When Glen was eight years old, the state had come through and repaved Main Street and put up street lights, the first significant improvement that Mellen had seen, on its long glide toward oblivion after its lumbering heyday, since Truman was in office. The streets had been so bad the town kids made a game out of riding bicycles down the street without crossing any pothole patches. It wasn’t easy. In some places, it hadn’t even been possible.

But instead of the pebbly tar-and-gravel asphalt that had once covered the street, the state crew had applied a new formula that went down like black, smoking glue and hardened pudding-smooth. This was called “hot mix,” presumably because they poured it from a huge wheeled furnace. The hot-mix furnace stank to high heaven for the three weeks it took to resurface the street, but it was a small price to pay; afterward, Mellen’s previously pocked Main Street was a pristine strip of smooth, black pavement.

Things were hunky-dory until the first rainy spell. One night, a couple of ducks flew by, looking for a spot to land on the Bad River. With the new street lights shining off the rain-slick hot mix, Main Street must have looked like a placid, fish-filled stream, more inviting than the Bad River had ever been. The first two ducks came in for a water landing, quacking like mad, and broke their necks on impact. Then the main flock came up over the trees, their tiny bird brains unable to figure out why their compatriots looked so odd there in the water. The result had been known ever after as The Hot Mix Duck Massacre.

The luckiest birds tumbled head over heels, shook their bills in confusion, and flapped off, but a half-dozen others became dinner for quick-thinking observers. The rest suffered all manner of injuries. The diner emptied. A strange roundup of the wounded ensued. People herded limping, stunned ducks into boxes, captured them under blankets, even shooed them into cars. A caravan had arrived at Glen’s father’s shop.

“They got so they limped around behind Pop wherever he went,” Glen said.

Claude had forgotten some of the details, but as they’d drank and talked, he’d gone from grinning to laughing out loud at Glen’s recollection.

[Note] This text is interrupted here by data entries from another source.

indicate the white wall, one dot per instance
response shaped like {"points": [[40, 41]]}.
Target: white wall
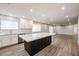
{"points": [[67, 30], [78, 31]]}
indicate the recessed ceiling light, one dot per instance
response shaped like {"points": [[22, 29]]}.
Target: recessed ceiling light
{"points": [[62, 8], [23, 16], [31, 10], [66, 16]]}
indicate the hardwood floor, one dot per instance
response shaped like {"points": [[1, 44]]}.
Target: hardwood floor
{"points": [[62, 45]]}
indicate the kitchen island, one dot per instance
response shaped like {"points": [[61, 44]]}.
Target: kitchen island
{"points": [[33, 43]]}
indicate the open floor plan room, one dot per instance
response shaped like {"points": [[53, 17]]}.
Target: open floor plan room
{"points": [[39, 29]]}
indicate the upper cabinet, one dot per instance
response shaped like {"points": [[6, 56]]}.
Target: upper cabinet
{"points": [[25, 24]]}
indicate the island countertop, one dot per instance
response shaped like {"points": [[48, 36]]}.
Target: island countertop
{"points": [[35, 36]]}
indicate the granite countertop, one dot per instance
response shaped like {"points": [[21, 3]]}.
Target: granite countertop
{"points": [[35, 36]]}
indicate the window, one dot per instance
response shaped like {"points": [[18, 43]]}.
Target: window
{"points": [[36, 28], [7, 24]]}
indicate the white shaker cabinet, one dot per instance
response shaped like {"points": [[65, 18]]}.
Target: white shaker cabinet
{"points": [[14, 39], [6, 40]]}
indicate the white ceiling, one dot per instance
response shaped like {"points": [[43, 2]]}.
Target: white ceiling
{"points": [[50, 13]]}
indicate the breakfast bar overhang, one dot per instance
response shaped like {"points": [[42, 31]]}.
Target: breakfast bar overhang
{"points": [[33, 43]]}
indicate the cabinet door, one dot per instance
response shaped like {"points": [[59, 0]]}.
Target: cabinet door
{"points": [[14, 39], [6, 40]]}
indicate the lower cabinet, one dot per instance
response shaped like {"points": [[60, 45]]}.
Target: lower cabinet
{"points": [[6, 40]]}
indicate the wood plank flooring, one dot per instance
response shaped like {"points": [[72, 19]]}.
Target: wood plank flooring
{"points": [[62, 45]]}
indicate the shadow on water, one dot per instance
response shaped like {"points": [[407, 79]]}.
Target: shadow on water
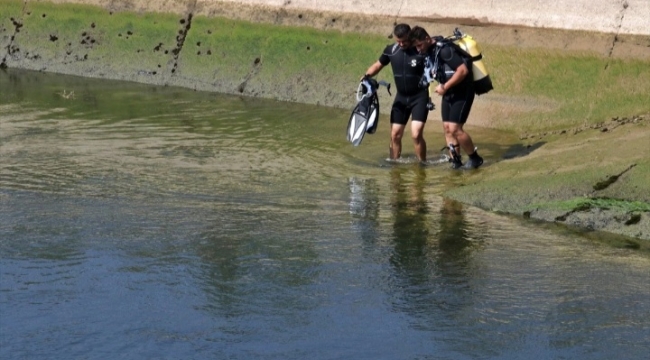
{"points": [[520, 150], [433, 248], [170, 223]]}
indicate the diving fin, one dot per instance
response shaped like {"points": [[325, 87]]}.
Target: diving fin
{"points": [[365, 115], [358, 124], [373, 118]]}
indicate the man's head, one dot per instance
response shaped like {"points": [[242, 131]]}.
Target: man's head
{"points": [[401, 34], [419, 38]]}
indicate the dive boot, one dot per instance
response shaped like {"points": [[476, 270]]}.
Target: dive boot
{"points": [[455, 159]]}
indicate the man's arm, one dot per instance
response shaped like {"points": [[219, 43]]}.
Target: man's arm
{"points": [[375, 68]]}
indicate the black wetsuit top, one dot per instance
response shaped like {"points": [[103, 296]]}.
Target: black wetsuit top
{"points": [[449, 61], [408, 67]]}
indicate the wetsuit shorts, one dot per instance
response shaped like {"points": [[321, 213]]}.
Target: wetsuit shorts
{"points": [[407, 106], [455, 107]]}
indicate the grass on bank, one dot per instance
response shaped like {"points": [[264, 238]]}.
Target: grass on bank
{"points": [[582, 89], [560, 89]]}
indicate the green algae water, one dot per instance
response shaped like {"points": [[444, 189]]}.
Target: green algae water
{"points": [[155, 222]]}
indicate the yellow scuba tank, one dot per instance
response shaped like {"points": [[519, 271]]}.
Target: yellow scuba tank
{"points": [[482, 82]]}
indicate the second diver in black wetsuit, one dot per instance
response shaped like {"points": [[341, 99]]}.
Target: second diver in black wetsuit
{"points": [[411, 99]]}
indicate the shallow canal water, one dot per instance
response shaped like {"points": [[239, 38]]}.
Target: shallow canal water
{"points": [[145, 222]]}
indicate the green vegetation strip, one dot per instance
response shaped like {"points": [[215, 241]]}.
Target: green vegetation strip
{"points": [[574, 88], [584, 203]]}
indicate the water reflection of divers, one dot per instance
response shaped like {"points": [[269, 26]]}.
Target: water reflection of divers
{"points": [[432, 255], [364, 207], [410, 226]]}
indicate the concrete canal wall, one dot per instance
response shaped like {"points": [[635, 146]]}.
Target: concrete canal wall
{"points": [[608, 16]]}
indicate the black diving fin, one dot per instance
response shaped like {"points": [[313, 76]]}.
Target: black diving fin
{"points": [[365, 115]]}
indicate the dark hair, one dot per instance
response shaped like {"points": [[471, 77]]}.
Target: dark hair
{"points": [[418, 33], [402, 30]]}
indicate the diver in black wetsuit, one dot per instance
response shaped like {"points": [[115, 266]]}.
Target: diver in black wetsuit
{"points": [[411, 99], [457, 90]]}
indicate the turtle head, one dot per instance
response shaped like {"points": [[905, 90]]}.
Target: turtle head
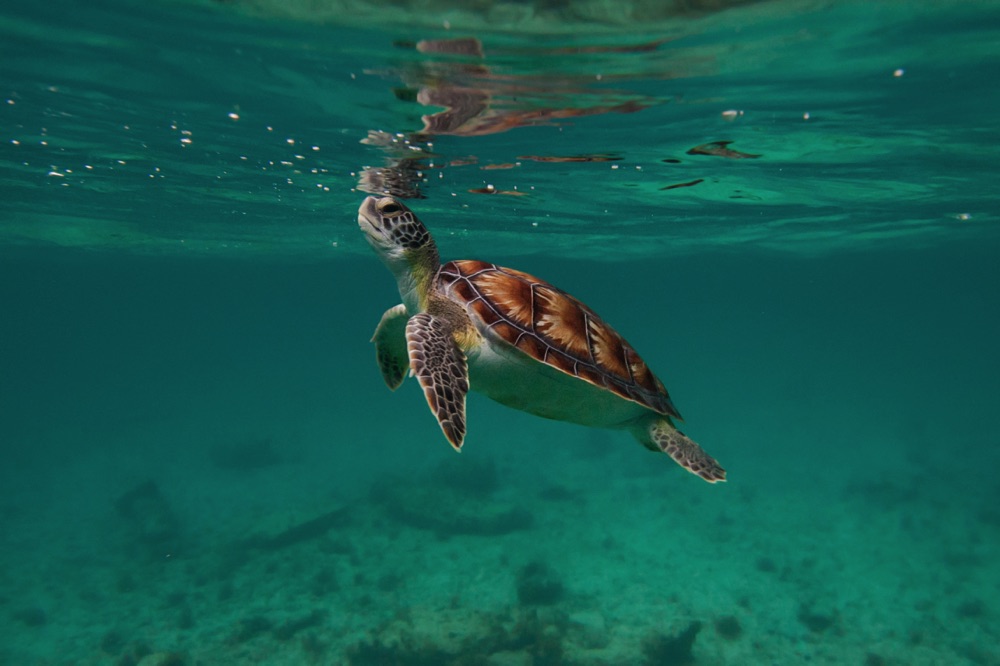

“Yup. What I remember best is him setting them on the receptionist’s counter,” Claude said, “and talking to people as if he couldn’t see them. ‘What duck?’ he’d say. I used to fall down laughing when he did that.”

Glen remembered that, too. That was back when Claude had worked around the shop doing odd jobs. He remembered thinking back then what a striking figure Claude was-a bit of a hero to Glen, in fact. He’d been athletic. (He still looked good for-what, forty?) And another thing: Claude always seemed to have a girlfriend, which, even back when he was eight, Glen suspected might turn out to be a problem for him.